Recommender systems operate in an inherently dynamical setting. Past recommendations influence future behavior, including which data points are observed and how user preferences change. However, experimentation in production systems with real user dynamics is often infeasible and existing simulation-based approaches have limited scale. Many state-of-the-art algorithms are designed to solve supervised learning problems, and progress is judged only by offline metrics. In this work we focus on answering the question: Is offline behavior reflective of online performance?

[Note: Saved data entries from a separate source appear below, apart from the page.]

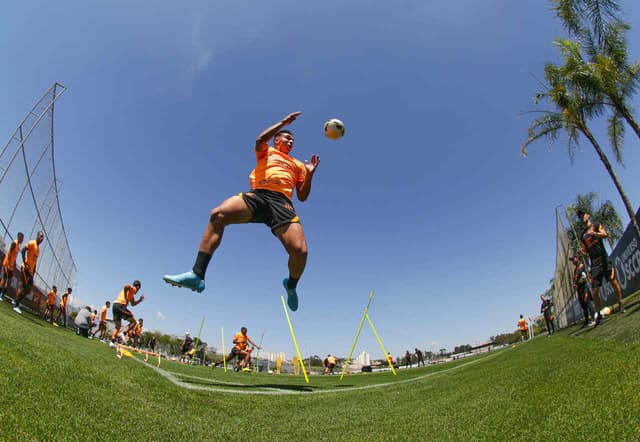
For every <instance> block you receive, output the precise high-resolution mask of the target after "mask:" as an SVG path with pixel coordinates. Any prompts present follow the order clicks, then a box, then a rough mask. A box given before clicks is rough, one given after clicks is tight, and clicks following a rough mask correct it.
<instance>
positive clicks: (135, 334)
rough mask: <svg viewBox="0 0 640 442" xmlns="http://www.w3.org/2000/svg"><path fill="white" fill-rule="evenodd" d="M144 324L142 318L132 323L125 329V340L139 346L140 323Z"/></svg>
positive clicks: (138, 346) (136, 345)
mask: <svg viewBox="0 0 640 442" xmlns="http://www.w3.org/2000/svg"><path fill="white" fill-rule="evenodd" d="M143 324H144V319H142V318H140V319H138V322H136V323H135V324H133V326H132V327H130V328H128V329H127V336H126V337H127V340H128V341H131V342H132V345H133V346H134V347H139V346H140V342H141V341H142V325H143Z"/></svg>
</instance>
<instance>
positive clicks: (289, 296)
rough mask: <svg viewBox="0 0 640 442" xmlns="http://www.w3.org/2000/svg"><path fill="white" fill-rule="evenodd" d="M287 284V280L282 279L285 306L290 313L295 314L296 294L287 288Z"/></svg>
mask: <svg viewBox="0 0 640 442" xmlns="http://www.w3.org/2000/svg"><path fill="white" fill-rule="evenodd" d="M287 282H289V278H284V280H283V281H282V285H283V286H284V289H285V290H286V291H287V305H288V306H289V308H290V309H291V311H292V312H295V311H296V310H298V294H297V293H296V289H290V288H289V286H288V285H287Z"/></svg>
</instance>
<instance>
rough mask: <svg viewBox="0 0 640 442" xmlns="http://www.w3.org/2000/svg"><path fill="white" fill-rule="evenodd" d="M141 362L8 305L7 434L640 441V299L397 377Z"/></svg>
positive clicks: (123, 436)
mask: <svg viewBox="0 0 640 442" xmlns="http://www.w3.org/2000/svg"><path fill="white" fill-rule="evenodd" d="M141 359H142V358H141V357H135V358H127V357H124V358H122V359H117V358H116V357H115V352H114V350H113V349H111V348H109V347H108V346H107V345H106V344H103V343H99V342H97V341H92V340H87V339H84V338H80V337H79V336H76V335H74V334H73V333H71V332H69V331H68V330H61V329H59V328H54V327H51V326H50V325H49V324H47V323H45V322H43V321H41V320H40V319H38V318H34V317H32V316H30V315H28V314H25V315H23V316H19V315H17V314H15V313H13V312H12V311H11V309H10V306H9V305H8V304H7V303H0V385H1V387H0V392H1V394H0V440H90V439H97V440H124V439H125V438H133V439H134V440H155V441H159V440H162V441H165V440H166V441H169V440H225V439H227V440H271V441H284V440H295V439H300V438H303V439H305V440H333V441H335V440H338V441H341V440H526V439H532V440H546V441H549V440H554V441H555V440H558V441H573V440H612V441H619V440H638V439H639V438H640V302H638V301H635V302H632V303H629V304H628V308H627V313H626V314H625V315H613V316H612V317H611V318H609V319H608V320H607V321H605V322H604V323H603V324H602V325H601V326H599V327H597V328H595V329H580V328H579V327H573V328H570V329H567V330H563V331H562V332H561V333H559V334H558V335H556V336H553V337H552V338H546V337H544V336H543V337H539V338H537V339H534V340H533V341H531V342H527V343H523V344H519V345H517V346H516V347H515V348H511V347H510V348H507V349H504V350H500V351H495V352H492V353H489V354H485V355H482V356H477V357H473V358H466V359H462V360H458V361H454V362H451V363H447V364H441V365H437V366H430V367H426V368H419V369H417V368H416V369H409V370H400V371H399V372H398V376H393V375H392V374H391V373H373V374H356V375H349V376H346V377H345V378H344V380H343V381H342V382H340V380H339V376H324V377H323V376H312V377H311V378H310V383H309V384H306V383H305V381H304V377H303V376H291V375H280V376H277V375H267V374H242V373H234V372H231V371H228V372H227V373H225V372H224V371H223V370H222V369H220V368H217V369H215V370H212V369H207V368H203V367H191V366H184V365H180V364H177V363H172V362H170V361H165V360H163V361H162V365H161V369H160V370H157V369H156V368H155V367H154V365H146V364H144V363H143V362H142V361H141ZM150 362H152V360H150Z"/></svg>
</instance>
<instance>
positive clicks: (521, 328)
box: [518, 315, 529, 341]
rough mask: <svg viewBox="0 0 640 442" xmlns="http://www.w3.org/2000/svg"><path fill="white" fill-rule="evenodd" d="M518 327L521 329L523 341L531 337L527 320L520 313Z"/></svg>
mask: <svg viewBox="0 0 640 442" xmlns="http://www.w3.org/2000/svg"><path fill="white" fill-rule="evenodd" d="M518 328H519V329H520V337H521V338H522V341H526V340H527V339H529V333H528V331H527V328H528V325H527V320H526V319H524V316H523V315H520V319H518Z"/></svg>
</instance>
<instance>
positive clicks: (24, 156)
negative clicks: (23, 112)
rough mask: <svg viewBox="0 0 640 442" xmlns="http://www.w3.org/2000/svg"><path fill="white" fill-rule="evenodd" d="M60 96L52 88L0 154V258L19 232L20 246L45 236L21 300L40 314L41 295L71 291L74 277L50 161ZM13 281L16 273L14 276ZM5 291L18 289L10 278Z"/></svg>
mask: <svg viewBox="0 0 640 442" xmlns="http://www.w3.org/2000/svg"><path fill="white" fill-rule="evenodd" d="M64 91H65V87H64V86H62V85H61V84H58V83H54V84H53V85H52V86H51V87H50V88H49V89H48V90H47V91H46V92H45V93H44V95H43V96H42V97H41V98H40V99H39V100H38V101H37V102H36V104H35V105H34V106H33V108H32V109H31V111H29V113H27V115H26V117H25V118H24V120H23V121H22V122H21V123H20V124H19V125H18V128H17V129H16V131H15V132H14V133H13V135H12V136H11V137H10V139H9V141H8V142H7V144H6V145H5V146H4V148H3V149H2V150H1V151H0V234H1V237H0V255H1V256H2V257H4V254H5V253H6V252H7V249H8V246H9V245H10V244H11V242H12V241H13V240H14V239H15V238H16V236H17V233H18V232H23V233H24V242H23V244H22V245H23V246H24V245H26V243H27V242H28V241H30V240H31V239H35V236H36V233H37V232H38V231H39V230H42V231H43V232H44V242H43V243H42V244H41V245H40V256H39V258H38V265H37V268H36V274H35V275H34V290H33V291H32V293H31V294H30V295H29V296H28V297H27V298H26V299H25V300H24V303H25V304H26V305H27V306H28V307H30V308H31V309H33V310H41V309H42V307H43V304H44V301H45V295H44V294H45V293H47V292H48V290H49V289H50V287H51V286H53V285H55V286H57V287H58V288H59V289H60V291H59V293H62V291H64V289H65V288H67V287H73V283H74V280H75V277H76V266H75V263H74V262H73V257H72V255H71V250H70V248H69V242H68V240H67V234H66V232H65V229H64V224H63V222H62V212H61V210H60V204H59V201H58V192H59V191H60V187H61V182H60V181H59V180H58V179H57V178H56V169H55V161H54V137H53V117H54V109H55V102H56V100H57V99H58V98H59V97H60V95H62V94H63V93H64ZM16 265H18V263H16ZM16 270H18V269H16ZM14 275H19V273H18V272H17V271H14ZM9 285H10V287H8V290H9V294H10V295H11V296H15V291H16V289H17V287H18V285H19V283H18V280H17V278H16V277H15V276H14V278H13V280H12V281H10V284H9Z"/></svg>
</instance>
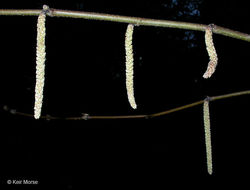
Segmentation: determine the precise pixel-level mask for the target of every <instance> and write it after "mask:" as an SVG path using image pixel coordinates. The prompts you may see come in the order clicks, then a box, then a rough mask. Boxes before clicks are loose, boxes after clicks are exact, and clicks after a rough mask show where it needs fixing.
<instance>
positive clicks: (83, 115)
mask: <svg viewBox="0 0 250 190" xmlns="http://www.w3.org/2000/svg"><path fill="white" fill-rule="evenodd" d="M247 94H250V90H246V91H240V92H234V93H230V94H224V95H219V96H211V97H209V102H212V101H216V100H222V99H226V98H232V97H235V96H242V95H247ZM204 101H206V100H200V101H197V102H193V103H191V104H187V105H184V106H180V107H176V108H173V109H170V110H166V111H163V112H157V113H153V114H148V115H146V114H145V115H115V116H110V115H106V116H94V115H93V116H91V115H89V114H83V115H82V116H80V117H65V118H63V117H54V116H50V115H46V116H41V119H47V120H89V119H92V120H93V119H94V120H96V119H150V118H155V117H160V116H164V115H168V114H170V113H173V112H177V111H181V110H185V109H187V108H191V107H194V106H198V105H200V104H203V103H204ZM3 110H5V111H7V112H9V113H11V114H13V115H20V116H25V117H31V118H33V117H34V116H33V114H28V113H23V112H18V111H16V110H14V109H10V108H8V106H4V107H3Z"/></svg>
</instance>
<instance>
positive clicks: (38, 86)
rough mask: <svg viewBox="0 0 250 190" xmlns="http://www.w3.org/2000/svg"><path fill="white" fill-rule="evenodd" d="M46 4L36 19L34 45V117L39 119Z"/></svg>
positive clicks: (43, 68)
mask: <svg viewBox="0 0 250 190" xmlns="http://www.w3.org/2000/svg"><path fill="white" fill-rule="evenodd" d="M47 10H48V6H46V5H44V6H43V11H42V12H41V13H40V14H39V16H38V20H37V45H36V86H35V105H34V117H35V119H39V118H40V115H41V109H42V103H43V87H44V80H45V59H46V52H45V34H46V32H45V20H46V11H47Z"/></svg>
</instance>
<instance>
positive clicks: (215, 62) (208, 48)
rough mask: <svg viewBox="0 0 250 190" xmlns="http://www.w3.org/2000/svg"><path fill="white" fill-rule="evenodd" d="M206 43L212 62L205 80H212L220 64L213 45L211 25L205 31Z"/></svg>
mask: <svg viewBox="0 0 250 190" xmlns="http://www.w3.org/2000/svg"><path fill="white" fill-rule="evenodd" d="M205 43H206V49H207V52H208V55H209V59H210V61H209V63H208V66H207V70H206V72H205V73H204V75H203V78H210V77H211V76H212V74H213V73H214V72H215V69H216V66H217V63H218V57H217V53H216V50H215V47H214V43H213V27H212V26H211V25H209V26H208V27H207V28H206V31H205Z"/></svg>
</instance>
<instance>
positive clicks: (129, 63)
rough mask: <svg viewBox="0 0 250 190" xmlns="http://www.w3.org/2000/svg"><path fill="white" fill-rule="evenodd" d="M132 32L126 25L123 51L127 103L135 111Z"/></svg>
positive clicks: (132, 37)
mask: <svg viewBox="0 0 250 190" xmlns="http://www.w3.org/2000/svg"><path fill="white" fill-rule="evenodd" d="M133 31H134V25H133V24H128V27H127V31H126V35H125V50H126V88H127V95H128V101H129V103H130V105H131V107H132V108H133V109H136V107H137V105H136V102H135V97H134V81H133V78H134V58H133V45H132V39H133Z"/></svg>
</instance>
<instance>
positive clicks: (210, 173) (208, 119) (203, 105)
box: [203, 98, 213, 175]
mask: <svg viewBox="0 0 250 190" xmlns="http://www.w3.org/2000/svg"><path fill="white" fill-rule="evenodd" d="M203 118H204V129H205V144H206V155H207V171H208V173H209V174H210V175H212V173H213V163H212V143H211V131H210V116H209V98H207V99H205V101H204V103H203Z"/></svg>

We provide a partial affirmative answer to this question in the context of six simulated environments and eleven recommenders, including: baseline neighborhood models, battle-tested matrix factorization models, and recent deep recommender models. We observe that offline metrics are correlated with online performance over a range of environments. However, improvements in offline metrics lead to diminishing returns in online performance. Moreover, we observe performance drops when algorithms are initialized in low-data regimes, without access to enough offline training data. We study the impact of adding exploration strategies, and observe that their effectiveness, when compared to greedy recommendation, is highly dependent on the recommendation algorithm.
In sum, our results provide necessary validation for the use of offline metrics as a proxy for online performance. However, they cast doubts on the importance of focusing on small offline performance improvements, especially in high-data regimes where current algorithms already predict near optimally. Instead, we point to issues of diversity, coverage, and sampling as having potentially higher impact.